Backtesting — overview
Case study — what does a polished backtest look like in practice?
In-sample tests — how do we know a predictor matters on the historical sample?
Out-of-sample forecasts — does the predictor still work outside the estimation window?
Backtesting is the standard quantitative-finance workflow for evaluating a strategy idea: take a historical dataset, simulate trading the strategy as if you had been deploying it in real time, and measure the resulting risk-adjusted return.
The fundamental challenge is data snooping . If you tweak the strategy parameters and re-run the backtest until performance looks good, you’re optimising on a single sample and the apparent edge will not survive in live trading. The whole field of empirical asset-pricing has spent two decades developing tools to detect and correct for this problem; today’s lecture introduces the most basic and most important one — out-of-sample evaluation .
The three-part structure (case study → in-sample tests → out-of-sample tests) starts concrete and gets more abstract: the SRA case study shows what good backtesting output looks like; the in-sample slide shows the standard regression test; the out-of-sample slide shows why in-sample alone is not enough.
In-sample tests — general setup
\[
r_{t,t+h} \;=\; a + b\,X_t + u_t
\]
\(r\) — log excess return (\(=\) asset return − risk-free rate)
\(X\) — vector of predictor(s)
\(t\) — end of period; \(h\) — forecast horizon (e.g. 6 months)
Example.
\(X_t\) = Dividend yield as of 31.12.2020
\(r_{t,t+6}\) = excess return for 31.12.2020 → 30.06.2021
This is the workhorse predictive regression of empirical asset pricing: regress future returns on a predictor observed today. The slope \(b\) is the effect we care about — if it’s significantly non-zero (and the right sign), the predictor appears to forecast returns.
Two technical features that matter:
Excess returns (\(r\) = asset return − risk-free rate). The risk-free rate is what an investor could earn without bearing market risk; subtracting it isolates the compensation for risk . All academic predictability work uses excess returns; raw-return predictability is mostly mechanical (real interest rates correlate with macro variables that correlate with returns).
Forecast horizon \(h\) . With \(h = 1\) month and monthly data you have \(T\) non-overlapping observations and standard t-statistics work. With \(h = 12\) months and monthly data you have heavily overlapping observations (the regression at \(t\) and \(t+1\) share 11 months of returns) which inflates t-statistics enormously if you ignore the overlap. The bootstrap procedure on the next-but-one slide is the (Welch and Goyal 2008 ) correction for this.
In practice the equation is run as lm(future_return ~ predictor) in R; the slope, t-statistic, and adjusted R² are the headline outputs.
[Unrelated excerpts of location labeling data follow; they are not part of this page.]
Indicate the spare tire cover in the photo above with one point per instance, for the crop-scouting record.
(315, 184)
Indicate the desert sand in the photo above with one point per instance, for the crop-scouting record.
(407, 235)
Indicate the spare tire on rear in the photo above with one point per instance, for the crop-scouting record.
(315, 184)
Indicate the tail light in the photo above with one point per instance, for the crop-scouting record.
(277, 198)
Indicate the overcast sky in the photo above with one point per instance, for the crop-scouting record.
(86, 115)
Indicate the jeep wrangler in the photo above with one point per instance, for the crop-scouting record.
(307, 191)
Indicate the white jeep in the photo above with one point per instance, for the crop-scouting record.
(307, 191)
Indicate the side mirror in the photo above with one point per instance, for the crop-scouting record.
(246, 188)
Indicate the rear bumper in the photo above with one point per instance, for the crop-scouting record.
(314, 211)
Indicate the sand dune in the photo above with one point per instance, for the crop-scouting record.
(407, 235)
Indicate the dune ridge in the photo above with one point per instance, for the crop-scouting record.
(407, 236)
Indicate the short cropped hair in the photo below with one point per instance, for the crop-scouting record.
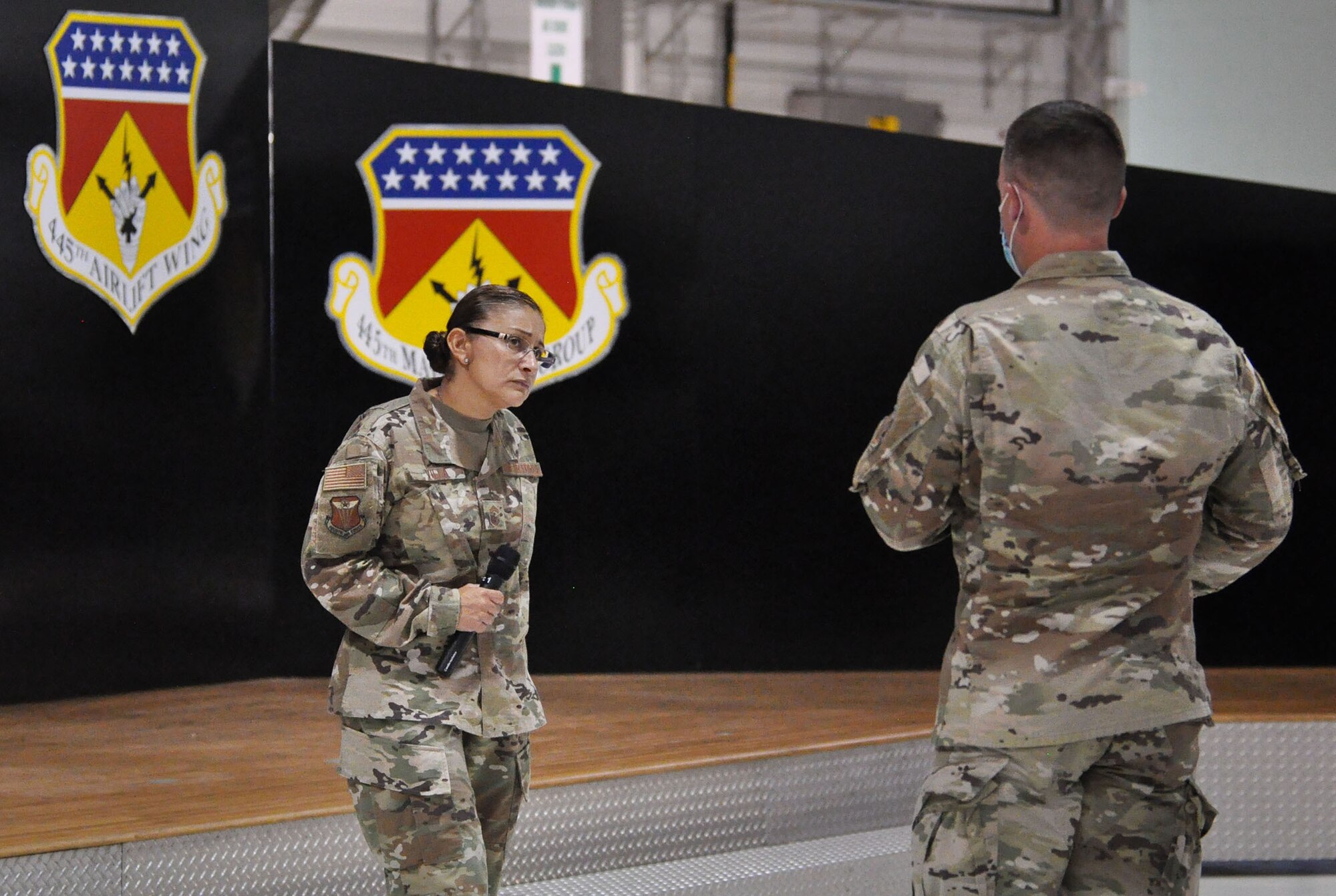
(1071, 156)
We’ll come back to this regression form repeatedly in Lectures 3 and 4 with progressively more sophisticated estimators.
In-sample tests — properties
In-sample OLS estimators have high power (when the model specification is valid).
Results often depend heavily on sample period (start and end dates).
Inference is tricky , especially with multi-period excess returns and persistent predictors.
“In-sample OLS estimators have high power” means: if a predictor genuinely affects returns, the in-sample regression will reliably detect it. The OLS coefficient is unbiased and the standard t-statistic asymptotically delivers the right rejection rate.
The two caveats are what make in-sample tests dangerous in practice:
Sample-period sensitivity. Predictors that look strong on 1947–1990 may be weak on 1947–2024 (or vice versa). Empirical asset-pricing literature has repeatedly found that “anomalies” weaken or disappear after publication, partly because of arbitrage activity but also because the original sample may have been atypical. Always report what your result looks like on a hold-out sub-period.
Inference is tricky. When the predictor is highly persistent (e.g., dividend yield with autocorrelation > 0.95) and the dependent variable involves overlapping returns, the t-statistic from lm() is badly miscalibrated — it can suggest p < 0.01 when the true p-value is 0.20. The Welch-Goyal bootstrap (next slide) and the Newey-West / Hodrick standard errors are the standard corrections.
These issues are why a positive in-sample t-statistic is not the end of the story. The out-of-sample test on the slide after next is the much more credible robustness check.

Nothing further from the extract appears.